Pennycuick VC said this in Fall v Hitchen: “In the present case, it seems to me that virtually all the relevant factors point to this being a contract of service.  The taxpayer is engaged to work for a minimum period of rehearsal plus 22 weeks, and thereafter until the contract is determined by a fortnight’s notice on either side; he is engaged to work full‑time during specified hours for a regular salary; the company has the first call upon his services, and indeed the exclusive call subject only to this, that its consent to the taxpayer performing elsewhere should not be unreasonably withheld; and then, again, the company provides and owns the gear used by the taxpayer with one exception.  All these indicia point to the conclusion is that he is not a person who is performing those services in business on his own account and there are really no indicia to the contrary”. Also see Hall v Lorimer[1993] EWCA Civ 25 where a relevant factor considered by the Court of Appeal was whether the individual is dependant or independent of a particular paymaster for the financial exploitation of his talents – here it was significant that Mr Lorimer, a vision mixer customarily worked for 20 or more production companies and that the vast majority of his engagements lasted for only a single day. Mr Lorimer was found to be self-employed.

The Institute For Public Policy Research has noted a series of criteria which distinguish an ‘internship’ from simple work experience, voluntary work or work shadowing schemes, participants in the former likely counting as a ‘worker’ in the eyes of the law. Features of such an internship might include a placement that lasts between three and twelve months, working to set hours (often full-time), being required to complete specific tasks within set timeframes, and undertaking tasks that would otherwise be carried out by a member of staff.

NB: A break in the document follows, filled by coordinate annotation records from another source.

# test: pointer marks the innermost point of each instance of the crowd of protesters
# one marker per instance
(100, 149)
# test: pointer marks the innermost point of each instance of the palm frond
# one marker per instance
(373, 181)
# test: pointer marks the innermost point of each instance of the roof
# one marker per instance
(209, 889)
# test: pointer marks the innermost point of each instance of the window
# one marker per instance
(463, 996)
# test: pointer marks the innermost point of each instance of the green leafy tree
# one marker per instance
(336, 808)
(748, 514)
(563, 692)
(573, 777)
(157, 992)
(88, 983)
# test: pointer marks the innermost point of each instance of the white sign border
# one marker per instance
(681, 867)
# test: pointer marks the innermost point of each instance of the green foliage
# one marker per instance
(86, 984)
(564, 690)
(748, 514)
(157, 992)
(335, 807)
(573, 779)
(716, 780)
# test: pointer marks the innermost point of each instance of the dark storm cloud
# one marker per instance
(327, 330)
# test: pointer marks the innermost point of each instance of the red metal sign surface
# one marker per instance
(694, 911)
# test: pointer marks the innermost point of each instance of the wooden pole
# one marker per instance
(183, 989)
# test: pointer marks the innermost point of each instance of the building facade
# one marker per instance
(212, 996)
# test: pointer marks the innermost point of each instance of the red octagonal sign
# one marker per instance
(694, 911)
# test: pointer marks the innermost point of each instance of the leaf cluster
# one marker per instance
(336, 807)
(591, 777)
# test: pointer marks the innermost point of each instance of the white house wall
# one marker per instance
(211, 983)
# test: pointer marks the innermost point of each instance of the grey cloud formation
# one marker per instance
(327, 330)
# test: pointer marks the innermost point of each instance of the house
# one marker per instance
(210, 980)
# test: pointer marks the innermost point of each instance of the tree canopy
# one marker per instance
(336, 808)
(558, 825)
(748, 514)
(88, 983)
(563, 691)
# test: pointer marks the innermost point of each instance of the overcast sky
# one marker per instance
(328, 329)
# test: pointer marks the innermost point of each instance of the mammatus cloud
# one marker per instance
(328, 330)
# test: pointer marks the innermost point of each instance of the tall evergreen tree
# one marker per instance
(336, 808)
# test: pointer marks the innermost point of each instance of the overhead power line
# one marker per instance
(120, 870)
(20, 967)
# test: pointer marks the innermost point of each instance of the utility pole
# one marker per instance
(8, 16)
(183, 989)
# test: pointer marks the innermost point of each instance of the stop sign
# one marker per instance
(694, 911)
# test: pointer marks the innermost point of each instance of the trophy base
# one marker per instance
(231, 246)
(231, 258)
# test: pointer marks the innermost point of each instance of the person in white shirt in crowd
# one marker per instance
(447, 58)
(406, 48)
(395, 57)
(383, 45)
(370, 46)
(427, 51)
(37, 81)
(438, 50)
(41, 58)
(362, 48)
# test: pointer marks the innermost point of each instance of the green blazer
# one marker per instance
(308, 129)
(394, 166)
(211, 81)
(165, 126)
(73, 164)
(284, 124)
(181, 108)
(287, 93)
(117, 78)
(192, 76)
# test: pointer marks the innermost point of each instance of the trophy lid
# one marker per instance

In February Employment Relations Minister Jenny Willott said: “The music industry is often seen as a glamorous industry to work in, particularly for young people. However, that is no excuse for interns not to be paid at least the minimum wage if they are employed as a worker. We need to make sure that interns who want a career in music are getting a fair deal and are not being exploited”.  and ClassAction


Hall v Lorimer

The position of pupil barristers was decided in Edmonds v Lawson [2000] EWCA Civ 69 holding that there was no contract of employment and the pupil was not a worker – and that the minimum wage could not apply: post decision the Bar Council revised its rules to provide for a minimum payment to pupil barristers.